Strata + Hadoop World San Jose 2017 gathered 325 of the globe's leading minds in technology and business to demonstrate how big data, machine learning, and analytics are changing not only business, but society itself. This video compilation provides a complete recording of each of the conference's 167technical sessions, 23 long-form tutorials, and 17 keynotes. Some of the featured speakers you'll hear from include: Confluent CEO Jay Kreps on stream processing and its impact on how businesses deal with real-time data; Amazon Ad platform leader Alice Zheng on the best feature engineering methods for machine learning pipelines; Eric Colson of Stitch Fix on how to build a great data science team; DataVisor CEO Yinglian Xie on how Spark's in-memory big data security analytics can identify nefarious sleeper cells; and Pinterest Chief Scientist Jure Leskovec on Pixie, the graph-based system that makes personalized recommendations to 100+ million users in real time.
Get this compilation and you'll enjoy unfettered access to the Strata Business Summit and a set of 29 carefully curated sessions specifically tailored for the C-level business executive.
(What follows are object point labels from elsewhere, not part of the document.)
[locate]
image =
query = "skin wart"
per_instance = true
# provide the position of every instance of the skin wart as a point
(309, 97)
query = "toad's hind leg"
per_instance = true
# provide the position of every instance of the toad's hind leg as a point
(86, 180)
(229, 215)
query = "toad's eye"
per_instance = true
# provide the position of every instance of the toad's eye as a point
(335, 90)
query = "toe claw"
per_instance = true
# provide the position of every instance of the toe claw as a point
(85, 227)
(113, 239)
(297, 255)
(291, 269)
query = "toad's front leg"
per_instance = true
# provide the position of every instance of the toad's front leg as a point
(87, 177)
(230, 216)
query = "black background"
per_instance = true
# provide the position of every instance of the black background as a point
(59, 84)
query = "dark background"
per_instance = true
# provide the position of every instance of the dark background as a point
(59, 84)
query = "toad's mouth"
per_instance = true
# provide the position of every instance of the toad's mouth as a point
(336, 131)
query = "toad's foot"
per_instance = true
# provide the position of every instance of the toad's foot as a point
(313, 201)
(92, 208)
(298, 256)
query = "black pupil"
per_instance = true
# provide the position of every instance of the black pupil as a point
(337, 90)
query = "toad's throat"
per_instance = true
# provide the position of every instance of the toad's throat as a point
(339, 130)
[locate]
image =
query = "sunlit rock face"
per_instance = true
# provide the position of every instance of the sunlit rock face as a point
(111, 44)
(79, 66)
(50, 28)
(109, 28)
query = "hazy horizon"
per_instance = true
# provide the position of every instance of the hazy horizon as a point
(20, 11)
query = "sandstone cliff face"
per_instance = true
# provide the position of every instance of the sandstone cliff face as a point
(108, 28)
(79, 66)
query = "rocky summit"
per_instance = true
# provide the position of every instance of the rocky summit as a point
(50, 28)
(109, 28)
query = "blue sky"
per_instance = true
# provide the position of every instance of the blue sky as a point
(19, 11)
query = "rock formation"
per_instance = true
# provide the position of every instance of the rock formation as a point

Taught by top data strategists and thinkers at Silicon Valley Data Science, MapR Technologies, LinkedIn, Unisys, UC Berkeley, Deloitte Touche Consulting, and from VCs at Kleiner, Perkins, Caufield & Byers, the Summit is like an MBA in data-driven business. You'll receive a hand-picked lineup of executive briefings on key issues, such as predictive analytics and machine learning, Cloud strategy, governance security and privacy, IoT, and artificial intelligence.
The 23 tutorials included in the compilation cover big data topics such as a review of Apache Spark 2.0 core concepts; an exploration of stream processing from the basics through Apache Beam; a practical look at how to do scalable, end-to-end data science in R on single machines and on Spark clusters; overviews of how to get started in Tensor Flow, architect a data platform, Scala and Spark, build data applications in AWS, build a data pipeline with Kafka, secure your Hadoop clusters; and how to visualize large, complex datasets with R, Hadoop, and Spark. Each of the conference's 17 keynote sessions are included, as well as all of the 167 specialized sessions, covering topics such as PyTorch, a flexible and intuitive framework for deep learning; Docker on Yarn; Spark structured streaming; the Netflix data platform; RubiX, a caching framework for big data engines in the cloud; Stanford University's Weld, an optimizing runtime for high-performance data analytics; and much, much more.